Bug #69477 InnoDB: Use of large externally-stored fields makes crash recovery lose data
Submitted: 14 Jun 2013 19:06 Modified: 26 May 2014 14:52
Reporter: Jeremy Cole (Basic Quality Contributor) Email Updates:
Status: Closed Impact on me:
None 
Category:MySQL Server: InnoDB storage engine Severity:S2 (Serious)
Version:All OS:Any
Assigned to: CPU Architecture:Any
Tags: BLOB, crash, external, innodb, redo
Triage: Needs Triage: D2 (Serious)

[14 Jun 2013 19:06] Jeremy Cole
Description:
When too-large blob fields are used, this is noted to the administrator in a rather innocuous looking message:

InnoDB: ERROR: the age of the last checkpoint is XXX,
InnoDB: which exceeds the log group capacity YYY.
InnoDB: If you are using big BLOB or TEXT rows, you must set the
InnoDB: combined size of log files at least 10 times bigger than the
InnoDB: largest such row.

I would have expected that this means that InnoDB is stalling in order to make more space in its redo logs. However, what it actually means is that InnoDB has overwritten its most recent checkpoint in its redo logs. This compromises crash recovery, potentially causing data loss (or even metadata loss, such as writes to data dictionary tables or system tablespace data). This is easily reproducible using the attached test case.

This appears to happen because externally-stored fields are always written in a single batch to the redo logs, all while holding the log mutex, thus making it impossible to checkpoint during that write. 

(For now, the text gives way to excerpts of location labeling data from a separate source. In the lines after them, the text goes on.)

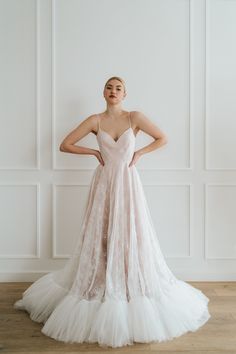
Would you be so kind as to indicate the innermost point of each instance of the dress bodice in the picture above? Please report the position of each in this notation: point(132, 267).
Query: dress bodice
point(116, 151)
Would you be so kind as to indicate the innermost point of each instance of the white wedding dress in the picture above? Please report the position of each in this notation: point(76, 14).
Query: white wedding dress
point(116, 289)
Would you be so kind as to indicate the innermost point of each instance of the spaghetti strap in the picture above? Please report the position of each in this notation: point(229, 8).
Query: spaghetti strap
point(98, 122)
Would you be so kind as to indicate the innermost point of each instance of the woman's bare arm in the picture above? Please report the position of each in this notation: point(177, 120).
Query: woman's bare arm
point(84, 128)
point(146, 125)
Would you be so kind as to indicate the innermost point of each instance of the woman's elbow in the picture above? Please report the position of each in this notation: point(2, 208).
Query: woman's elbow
point(62, 147)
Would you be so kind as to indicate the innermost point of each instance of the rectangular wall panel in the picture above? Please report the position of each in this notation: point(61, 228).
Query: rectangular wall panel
point(18, 85)
point(220, 222)
point(19, 221)
point(220, 84)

This issue exists in all versions of MySQL and MariaDB.

How to repeat:
See attached test case.

Suggested fix:
There are several possible solutions to this:

1. Allow flushing to "catch up" and checkpoint during large external field writes. This will involve releasing the log mutex during the write, which is likely complex.

2. Disallow (at least optionally) such large writes. Disallowing external field writes which sum to more than 10% of the total redo log space will in theory prevent this problem, because log_free_check() is called before the write of the external field, and (although it has some races) it should ensure that 10% of the log space is available before starting the write.
[14 Jun 2013 19:06] Jeremy Cole
Test case to demonstrate problem

Attachment: innodb_blob_unrecoverable_crash.test (application/octet-stream, text), 1.54 KiB.

[14 Jun 2013 19:56] Miguel Solorzano
Thank you for the bug report.
[26 May 2014 14:52] Daniel Price
Fixed as of 5.6.20, 5.7.5, and here's the changelog entry:

Redo log writes for large, externally stored "BLOB" fields could
overwrite the most recent checkpoint. The 5.6.20 patch limits the size of
redo log "BLOB" writes to 10% of the redo log file size. The 5.7.5 patch
addresses the bug without imposing a limitation. For MySQL 5.5, the bug
remains a known limitation. 

The limitation has also been documented in the reference manual. The changes should appear soon, with the next published documentation build.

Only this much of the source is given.